Telugu writer and politician (1908–1985)

Narla Venkateshwara Rao (1 December 1908 – 13 March 1985), commonly known as V. R. Narla, was a Telugu writer, journalist, and politician from Andhra Pradesh, India. From 3 April 1958 to 2 April 1970, he served two terms as a member of the Rajya Sabha.

Rao authored a satakam in Telugu, along with numerous other literary works.

==Early life and career==
Rao was born in Sagar, Madhya Pradesh, on 1 December 1908.

==Career==
===Journalism===
Rao began his journalism career as the editor of Andhra Prabha, which was owned by the Indian Express Group. He wrote a series on Suryadevara Sanjiv Dev from the Tummapudi village in the Guntur district of India.

In 1969, he played a leading role in opposing a bill introduced by Chief Minister Brahmananda Reddy which attempted to restrict freedom of the press by curbing the independence of Andhra Jyothy.

=== Editorial work ===
Rao was profoundly disturbed when the fundamental rights guaranteed by the Indian Constitution were suspended by Prime Minister Indira Gandhi during the Emergency of 1975–1977. In protest, he proposed leaving the editorial column of Andhra Jyothy. However, the newspaper's management overruled his proposal, citing concerns about potential government retaliation and the risk of the newspaper's closure. He later relocated to the United States to spend time with his seven children and their families. After the Emergency ended, he returned to India and resigned from his position as editor of Andhra Jyothy.

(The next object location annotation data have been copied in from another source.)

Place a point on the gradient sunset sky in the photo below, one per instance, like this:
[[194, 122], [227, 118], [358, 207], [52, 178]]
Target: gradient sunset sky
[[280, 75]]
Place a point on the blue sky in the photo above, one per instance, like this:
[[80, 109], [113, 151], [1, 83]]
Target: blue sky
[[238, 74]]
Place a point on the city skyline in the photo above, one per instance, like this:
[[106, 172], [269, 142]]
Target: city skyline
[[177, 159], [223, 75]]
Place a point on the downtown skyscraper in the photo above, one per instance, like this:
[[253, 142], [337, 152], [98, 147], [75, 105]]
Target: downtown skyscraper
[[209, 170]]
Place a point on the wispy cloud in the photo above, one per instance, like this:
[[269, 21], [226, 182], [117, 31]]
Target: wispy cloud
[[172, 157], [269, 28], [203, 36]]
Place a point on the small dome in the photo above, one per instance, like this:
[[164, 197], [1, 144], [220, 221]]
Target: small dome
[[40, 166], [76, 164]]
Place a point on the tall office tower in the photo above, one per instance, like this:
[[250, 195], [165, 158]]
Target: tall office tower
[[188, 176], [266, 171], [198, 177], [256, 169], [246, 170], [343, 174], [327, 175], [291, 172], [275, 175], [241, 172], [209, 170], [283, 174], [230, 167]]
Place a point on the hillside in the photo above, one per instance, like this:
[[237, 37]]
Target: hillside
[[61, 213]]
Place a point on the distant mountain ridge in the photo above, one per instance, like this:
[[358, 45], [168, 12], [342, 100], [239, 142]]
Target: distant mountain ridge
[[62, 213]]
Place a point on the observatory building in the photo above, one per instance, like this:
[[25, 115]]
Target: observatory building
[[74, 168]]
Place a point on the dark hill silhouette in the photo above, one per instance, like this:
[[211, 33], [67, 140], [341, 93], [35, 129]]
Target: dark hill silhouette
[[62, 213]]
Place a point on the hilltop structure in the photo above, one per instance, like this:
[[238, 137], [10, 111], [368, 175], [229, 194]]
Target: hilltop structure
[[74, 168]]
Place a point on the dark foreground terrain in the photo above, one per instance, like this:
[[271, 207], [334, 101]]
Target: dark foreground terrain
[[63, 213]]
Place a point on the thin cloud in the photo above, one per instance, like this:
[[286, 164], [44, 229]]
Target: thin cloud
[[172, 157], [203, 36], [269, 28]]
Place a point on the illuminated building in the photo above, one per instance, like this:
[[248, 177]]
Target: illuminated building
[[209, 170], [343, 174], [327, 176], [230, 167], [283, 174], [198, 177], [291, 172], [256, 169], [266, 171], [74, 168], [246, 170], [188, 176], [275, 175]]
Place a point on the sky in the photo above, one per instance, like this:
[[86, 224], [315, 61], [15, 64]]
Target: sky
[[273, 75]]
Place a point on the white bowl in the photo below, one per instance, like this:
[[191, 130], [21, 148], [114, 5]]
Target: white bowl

Earlier, in the late 1940s, he had attempted to resign from Andhra Prabha in solidarity with journalists protesting Ramnath Goenka's decision to disperse the newspaper’s staff to evade government pay regulations. However, Goenka persuaded him to stay. Rao criticized the Indian National Congress and its approach to politics.

=== Public speaking ===
Narla authored a Telugu play, Seetha Josyam (the prophecy of Seetha), published by the Sahitya Akademi. The play garnered considerable attention in religious as well as literary circles. However, Narla strongly opposed the criticism of the play by the official journal of the Sahitya Akademi, contending that, as the mouthpiece of the publishers, the journal should not engage in criticism of literary works. This stance also underpinned his decision to decline the Sahitya Akademi Award, a move which created a significant impact within academic communities. Narla's monographs on Vemana, V. Veerasalingam, and Gurajada Apparao were translated into several Indian languages.

=== Playwright ===
After resigning from his position as newspaper editor, Narla took to writing plays on serious topics, often incorporating extensive prefaces in a manner similar to George Bernard Shaw's works. One such play, Narakam lo Harischandra (Harischandra in Hell), was dedicated to his longtime friend and journalist Innaiah Narisetti. Another play, based on the mythological story of Draupadi—the shared wife of the five Pandava princes—was originally titled Panchali (wife of five persons). However, Narla was unable to complete his characteristically lengthy preface for this work.

== Award in his name ==
An award, the Narla Venkateshwara Puraskar, was instituted in his name by the B.R. Ambedkar Joshua Phule Periyar Literature Foundation. He participated in many debates in the Indian Parliament.